Even as they slapped hands a flood of ice water drenched them.

“Just washing off some of the rookie stink,” somebody called out. And with hoots and shouts, the men and woman on the roof tossed another wave of water from buckets.

“You’re now one of us.” From his position out of water range, L.B. shouted over the laughter and curses. “The best there is. Get cleaned up, then pack it in the vans. We’re heading into town, boys and girls. You’ve got one night to celebrate and drink yourself stupid. Tomorrow, you start your day as smoke jumpers—as Zulies.”

When Gull made a show out of wringing out his wet twenty, Dobie laughed so hard, he had to sit on the ground. “I’ll buy the first round. You’re in there, Libby.”

“Thanks.”

He smiled, stuffed the wet bill in his wet pocket. “I owe it all to you.”

Inside, Gull stripped off his dripping clothes. He took stock of his bruises—not too bad—and for the first time in a week took time to shave. Once he’d hunted up a clean shirt and pants, he spent a few minutes sending a quick e-mail home to let his family know he’d made it.

He expected that news to generate mixed reactions, though they’d all pretend to be as happy as he was. He slid a celebratory cigar into his breast pocket, then wandered outside.

The e-mail had cost him some time, so he loaded into the last of the vans and found a seat among the scatter of rookies and vets.

“Ready to party, rook?” Trigger asked him.

“I’ve been ready.”

“Just remember, nobody gets babysat. The vans leave and you’re not in one, you find your own way back to base. If you end up with a woman tonight, the smart thing is to end up with one who has a car.”

“I’ll keep that in mind.”

“You dance?”

“You asking?”

Trigger hooted out a laugh. “You’re almost pretty enough for me. The place we’re going has a dance floor. You do it right, dancing with a woman’s the same as foreplay.”

“Is that the case, in your experience?”

“It is, young Jedi.
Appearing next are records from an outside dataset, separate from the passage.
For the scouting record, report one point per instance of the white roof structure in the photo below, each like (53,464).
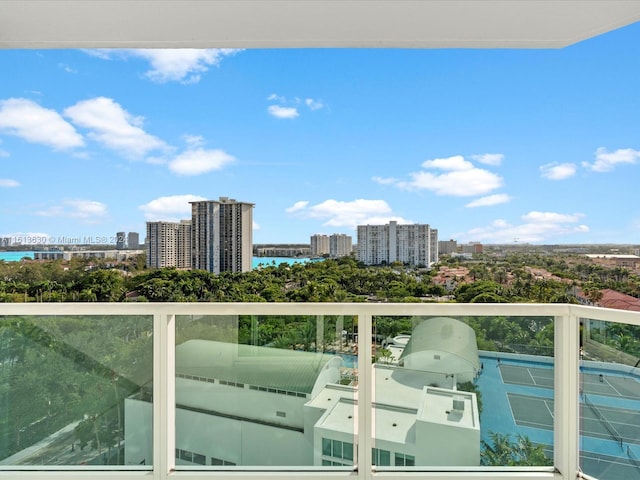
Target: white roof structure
(443,345)
(309,23)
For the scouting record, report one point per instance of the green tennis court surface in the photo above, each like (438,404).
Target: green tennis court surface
(591,383)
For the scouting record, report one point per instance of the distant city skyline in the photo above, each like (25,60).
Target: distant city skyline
(492,146)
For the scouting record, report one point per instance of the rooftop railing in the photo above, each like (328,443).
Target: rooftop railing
(223,390)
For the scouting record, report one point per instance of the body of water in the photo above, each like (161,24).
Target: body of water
(15,256)
(257,261)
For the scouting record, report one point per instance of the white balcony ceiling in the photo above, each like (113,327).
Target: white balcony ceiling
(309,23)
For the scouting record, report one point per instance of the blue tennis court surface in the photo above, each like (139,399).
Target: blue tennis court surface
(518,399)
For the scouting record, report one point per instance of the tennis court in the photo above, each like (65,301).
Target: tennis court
(591,383)
(618,424)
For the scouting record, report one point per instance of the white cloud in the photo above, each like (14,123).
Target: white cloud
(183,65)
(67,68)
(193,141)
(114,127)
(536,227)
(385,181)
(170,209)
(301,205)
(460,178)
(31,122)
(336,213)
(88,211)
(7,182)
(313,104)
(199,161)
(276,97)
(558,171)
(455,163)
(489,200)
(282,112)
(489,158)
(607,161)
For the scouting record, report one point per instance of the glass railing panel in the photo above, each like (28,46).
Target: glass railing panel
(463,392)
(68,386)
(609,399)
(266,391)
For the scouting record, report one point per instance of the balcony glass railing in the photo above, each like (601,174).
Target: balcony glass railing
(323,390)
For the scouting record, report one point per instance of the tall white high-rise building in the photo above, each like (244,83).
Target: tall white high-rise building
(340,245)
(222,235)
(319,244)
(169,244)
(133,240)
(413,244)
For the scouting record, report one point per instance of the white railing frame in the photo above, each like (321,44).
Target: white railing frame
(566,393)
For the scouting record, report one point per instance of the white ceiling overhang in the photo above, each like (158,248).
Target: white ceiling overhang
(309,23)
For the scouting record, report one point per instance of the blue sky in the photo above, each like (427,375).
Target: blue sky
(495,146)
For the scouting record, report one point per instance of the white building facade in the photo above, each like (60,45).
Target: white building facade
(340,245)
(319,244)
(412,244)
(222,235)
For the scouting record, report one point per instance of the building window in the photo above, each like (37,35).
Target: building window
(380,457)
(403,460)
(191,457)
(337,449)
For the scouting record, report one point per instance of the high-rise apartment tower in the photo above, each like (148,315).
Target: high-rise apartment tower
(222,235)
(413,244)
(169,244)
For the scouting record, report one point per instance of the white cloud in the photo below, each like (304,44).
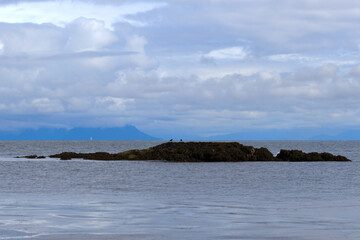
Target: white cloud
(1,47)
(61,13)
(231,53)
(87,35)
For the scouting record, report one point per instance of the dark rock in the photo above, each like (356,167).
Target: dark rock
(204,152)
(300,156)
(31,157)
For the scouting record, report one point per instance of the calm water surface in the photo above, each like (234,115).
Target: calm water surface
(53,199)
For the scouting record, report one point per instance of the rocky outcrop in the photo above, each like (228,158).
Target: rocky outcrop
(203,152)
(300,156)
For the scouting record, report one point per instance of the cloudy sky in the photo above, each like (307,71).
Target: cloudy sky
(180,67)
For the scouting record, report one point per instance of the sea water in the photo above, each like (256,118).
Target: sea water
(81,199)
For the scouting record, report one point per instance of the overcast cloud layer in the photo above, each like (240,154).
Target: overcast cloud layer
(180,67)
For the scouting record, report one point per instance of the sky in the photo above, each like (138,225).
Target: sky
(180,67)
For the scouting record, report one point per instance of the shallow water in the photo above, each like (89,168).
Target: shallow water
(53,199)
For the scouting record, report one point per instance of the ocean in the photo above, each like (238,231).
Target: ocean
(126,200)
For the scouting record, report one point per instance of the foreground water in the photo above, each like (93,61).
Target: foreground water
(53,199)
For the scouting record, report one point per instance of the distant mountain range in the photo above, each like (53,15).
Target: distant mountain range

It surely is.”

“Interesting. So... does Rowan like to dance?”

Trigger raised his eyebrows. “That’s what we call barking up the wrong tree.”

“It’s the only tree that’s caught my interest and attention.”

“Then you’re going to have a long, dry summer.” He gave Gull a pat on the shoulder. “And let me tell you something else from my vast experience. When you’ve got calluses on your calluses and blisters on top of that, jerking off isn’t as pleasant as it’s meant to be.”

“Five years as a hotshot,” Gull reminded him. “If the summer proves long and dry, my hands’ll hold up.”

“Maybe so. But a woman’s better.”

“Indeed they are, Master Jedi. Indeed they are.”

“Have you got one back home?”

“No. Do you?”

“Had one. Twice. Married one of them. Just didn’t take. Matt’s got one. You got a woman back home in Nebraska, don’t you, Matt?”

Matt shifted, angled around to look back over his shoulder. “Annie’s back in Nebraska.”